Multi‑phase scheduling
- Combine static assignment (initial grouping) with dynamic adjustments based on real‑time load metrics.

This design achieves balanced utilization across groups, dramatically improving overall throughput on Ascend platforms .

Inference Throughput & Accuracy

Pangu Pro MoE scales effectively:

Total parameters: 72 B
Active parameters per token: 16 B
Throughput (Ascend 800I A2):
- Base: 1,148 tokens/s per card
- With speculative acceleration: up to 1,528 tokens/s
Cost efficiency (Ascend 300I Duo): ~ 30% compute saving vs. dense 72 B model .

Public benchmarks confirm top‑tier performance among sub‑trillion‑parameter models, making Pro MoE ideal for high‑volume tasks like bulk generation and long‑document processing.

Practical Deployment Tips on Ascend NPUs

Both Embedded and Pro MoE benefit from tailored hardware optimizations. Here are key considerations:

Leveraging Hardware Features

Operator fusion
- Merge adjacent attention and feed‑forward operators to reduce memory copies and scheduler overhead.
On‑chip caching
- Pin frequently accessed tensors in SRAM to cut off‑chip memory traffic.
Pipeline parallelism
- Split long sequences across pipeline stages for concurrent execution.

These techniques boost arithmetic intensity and lower end‑to‑end latency.

Latency vs. Throughput Trade‑offs

Real‑time apps
- Use batch size = 1, enable fast mode or minimal MoGE group activation to guarantee sub‑100 ms responses.
Batch processing
- Increase batch size and leverage multi‑device sharding to maximize tokens/sec for summarization or indexing jobs.
Dynamic thresholds
- Adjust Embedded’s metacognition thresholds based on current load to balance user experience and hardware utilization.

Scaling & Parallelism

Embedded
- 7 B model runs optimally on 8–16 Ascend cards with tensor‑model parallelism.
Pro MoE
- Each expert group can span 2–4 cards; overall system uses a mix of tensor and data parallel strategies to saturate multi‑card clusters.

Adopt a hybrid parallel approach—model + data—to fully exploit NPU bandwidth.

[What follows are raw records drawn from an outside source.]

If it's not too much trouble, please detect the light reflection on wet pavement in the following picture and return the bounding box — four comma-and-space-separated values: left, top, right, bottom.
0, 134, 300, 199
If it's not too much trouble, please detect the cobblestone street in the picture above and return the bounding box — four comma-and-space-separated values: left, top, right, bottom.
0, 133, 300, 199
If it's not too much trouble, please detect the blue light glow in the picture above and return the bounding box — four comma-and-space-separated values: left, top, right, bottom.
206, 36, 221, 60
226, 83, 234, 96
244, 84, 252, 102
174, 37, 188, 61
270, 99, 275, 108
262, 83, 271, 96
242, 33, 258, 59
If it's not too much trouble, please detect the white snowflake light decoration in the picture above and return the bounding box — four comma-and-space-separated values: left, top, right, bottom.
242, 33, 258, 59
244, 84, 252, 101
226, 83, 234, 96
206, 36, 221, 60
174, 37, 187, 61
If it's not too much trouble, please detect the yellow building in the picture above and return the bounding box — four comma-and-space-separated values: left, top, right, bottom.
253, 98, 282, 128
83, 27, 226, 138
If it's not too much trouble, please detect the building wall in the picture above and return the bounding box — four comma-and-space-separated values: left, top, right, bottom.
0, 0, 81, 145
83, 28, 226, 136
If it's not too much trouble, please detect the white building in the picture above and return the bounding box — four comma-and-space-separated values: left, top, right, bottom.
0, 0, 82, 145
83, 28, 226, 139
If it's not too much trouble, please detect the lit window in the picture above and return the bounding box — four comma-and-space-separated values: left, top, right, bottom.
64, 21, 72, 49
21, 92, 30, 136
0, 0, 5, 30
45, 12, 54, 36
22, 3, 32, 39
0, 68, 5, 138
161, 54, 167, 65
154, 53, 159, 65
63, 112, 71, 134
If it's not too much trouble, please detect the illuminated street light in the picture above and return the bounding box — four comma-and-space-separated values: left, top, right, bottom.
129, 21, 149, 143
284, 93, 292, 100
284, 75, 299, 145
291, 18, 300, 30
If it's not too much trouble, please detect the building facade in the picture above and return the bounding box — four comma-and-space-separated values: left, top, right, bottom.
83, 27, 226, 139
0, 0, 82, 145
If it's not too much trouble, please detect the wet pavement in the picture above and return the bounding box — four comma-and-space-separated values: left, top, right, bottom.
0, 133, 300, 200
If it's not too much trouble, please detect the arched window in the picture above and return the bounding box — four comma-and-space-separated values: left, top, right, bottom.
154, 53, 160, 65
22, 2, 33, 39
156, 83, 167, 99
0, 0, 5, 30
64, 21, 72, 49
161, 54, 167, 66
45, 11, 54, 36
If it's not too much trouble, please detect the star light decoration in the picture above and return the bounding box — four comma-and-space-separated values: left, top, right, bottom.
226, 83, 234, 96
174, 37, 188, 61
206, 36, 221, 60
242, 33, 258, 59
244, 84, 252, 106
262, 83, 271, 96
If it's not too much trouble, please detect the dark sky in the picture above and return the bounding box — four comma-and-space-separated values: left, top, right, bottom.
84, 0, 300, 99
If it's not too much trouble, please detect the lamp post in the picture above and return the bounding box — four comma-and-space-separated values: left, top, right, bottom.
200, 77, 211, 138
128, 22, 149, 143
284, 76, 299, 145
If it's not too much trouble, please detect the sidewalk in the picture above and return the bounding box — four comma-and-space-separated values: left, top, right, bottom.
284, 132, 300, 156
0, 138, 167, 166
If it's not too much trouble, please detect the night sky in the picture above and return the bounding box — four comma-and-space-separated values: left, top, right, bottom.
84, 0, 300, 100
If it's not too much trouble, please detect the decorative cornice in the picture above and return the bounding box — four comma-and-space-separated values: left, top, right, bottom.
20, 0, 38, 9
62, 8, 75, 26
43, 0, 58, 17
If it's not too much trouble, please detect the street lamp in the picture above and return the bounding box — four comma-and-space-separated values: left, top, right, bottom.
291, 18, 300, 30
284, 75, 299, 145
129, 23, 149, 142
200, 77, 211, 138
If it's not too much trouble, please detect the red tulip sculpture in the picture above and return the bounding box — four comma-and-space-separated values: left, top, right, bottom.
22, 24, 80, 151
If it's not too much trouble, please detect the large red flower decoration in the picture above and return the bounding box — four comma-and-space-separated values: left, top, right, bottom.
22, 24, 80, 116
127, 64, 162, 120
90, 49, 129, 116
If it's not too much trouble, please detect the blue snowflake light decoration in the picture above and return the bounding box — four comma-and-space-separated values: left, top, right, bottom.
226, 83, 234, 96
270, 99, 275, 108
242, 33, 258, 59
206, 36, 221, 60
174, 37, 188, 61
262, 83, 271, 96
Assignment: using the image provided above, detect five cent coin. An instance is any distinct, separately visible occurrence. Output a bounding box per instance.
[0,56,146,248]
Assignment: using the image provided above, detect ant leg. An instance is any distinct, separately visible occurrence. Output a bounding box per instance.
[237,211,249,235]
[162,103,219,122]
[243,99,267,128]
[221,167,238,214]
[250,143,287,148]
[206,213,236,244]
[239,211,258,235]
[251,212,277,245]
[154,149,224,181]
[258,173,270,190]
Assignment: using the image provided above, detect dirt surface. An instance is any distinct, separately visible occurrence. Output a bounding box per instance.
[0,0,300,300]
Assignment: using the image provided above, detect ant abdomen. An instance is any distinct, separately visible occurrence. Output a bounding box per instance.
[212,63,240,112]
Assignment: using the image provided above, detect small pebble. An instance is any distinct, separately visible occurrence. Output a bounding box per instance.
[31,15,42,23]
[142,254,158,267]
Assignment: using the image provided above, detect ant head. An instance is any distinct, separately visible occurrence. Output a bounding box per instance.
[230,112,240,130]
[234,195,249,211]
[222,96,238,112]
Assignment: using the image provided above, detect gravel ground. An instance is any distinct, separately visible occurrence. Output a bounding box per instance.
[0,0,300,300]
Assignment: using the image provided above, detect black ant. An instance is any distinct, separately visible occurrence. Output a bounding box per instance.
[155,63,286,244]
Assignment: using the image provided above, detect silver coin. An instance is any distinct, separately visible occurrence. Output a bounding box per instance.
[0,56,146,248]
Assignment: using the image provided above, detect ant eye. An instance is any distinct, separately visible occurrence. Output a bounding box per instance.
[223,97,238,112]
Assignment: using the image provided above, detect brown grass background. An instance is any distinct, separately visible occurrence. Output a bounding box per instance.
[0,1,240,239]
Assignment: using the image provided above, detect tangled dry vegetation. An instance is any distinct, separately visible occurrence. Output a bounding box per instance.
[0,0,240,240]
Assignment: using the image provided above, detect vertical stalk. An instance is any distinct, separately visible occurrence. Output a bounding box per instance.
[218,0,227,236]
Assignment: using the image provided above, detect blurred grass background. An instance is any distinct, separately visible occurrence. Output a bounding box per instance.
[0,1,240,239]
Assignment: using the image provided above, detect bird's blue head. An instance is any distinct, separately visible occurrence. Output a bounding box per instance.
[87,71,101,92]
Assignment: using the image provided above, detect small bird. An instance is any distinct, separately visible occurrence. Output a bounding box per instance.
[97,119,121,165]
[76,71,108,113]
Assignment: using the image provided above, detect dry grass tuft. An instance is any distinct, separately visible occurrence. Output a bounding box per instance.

Choosing the Right LLM for Your Use Case

Model	Size	Strengths	Best Fit Scenarios
Pangu Embedded 7B	7 B params	Ultra‑low latency, adaptive depth	Chatbots, Q&A, short‑form generation
Pangu Pro MoE 72B	72 B params	High throughput, expressive power	Bulk generation, long‑form summaries, research pipelines

Real‑time interaction? Go with Embedded for millisecond‑level responses.
Volume‑driven tasks? Choose Pro MoE to handle massive token throughput with cost savings.

Conclusion & Future Directions

Huawei’s Pangu Embedded and Pangu Pro MoE exemplify how specialized software and hardware synergy can overcome classic LLM deployment challenges. Embedded’s dual‑system reasoning cuts latency by up to 50%, while MoGE’s balanced sparse experts deliver 40%+ throughput gains over dense peers—all on Ascend NPUs.

Looking ahead, we anticipate:

Adaptive routing: Automatically tuning group sizes and activation counts per workload.
Cross‑platform co‑deployment: Seamless handover between cloud NPUs and edge Aspend chips.
End‑to‑end auto‑tuning: Closed‑loop training and inference pipelines that self‑optimize based on live performance metrics.

By following these practices, you can accelerate adoption of LLMs in production, delivering responsive, high‑capacity AI services that scale economically.

All content above is strictly based on official Pangu technical reports.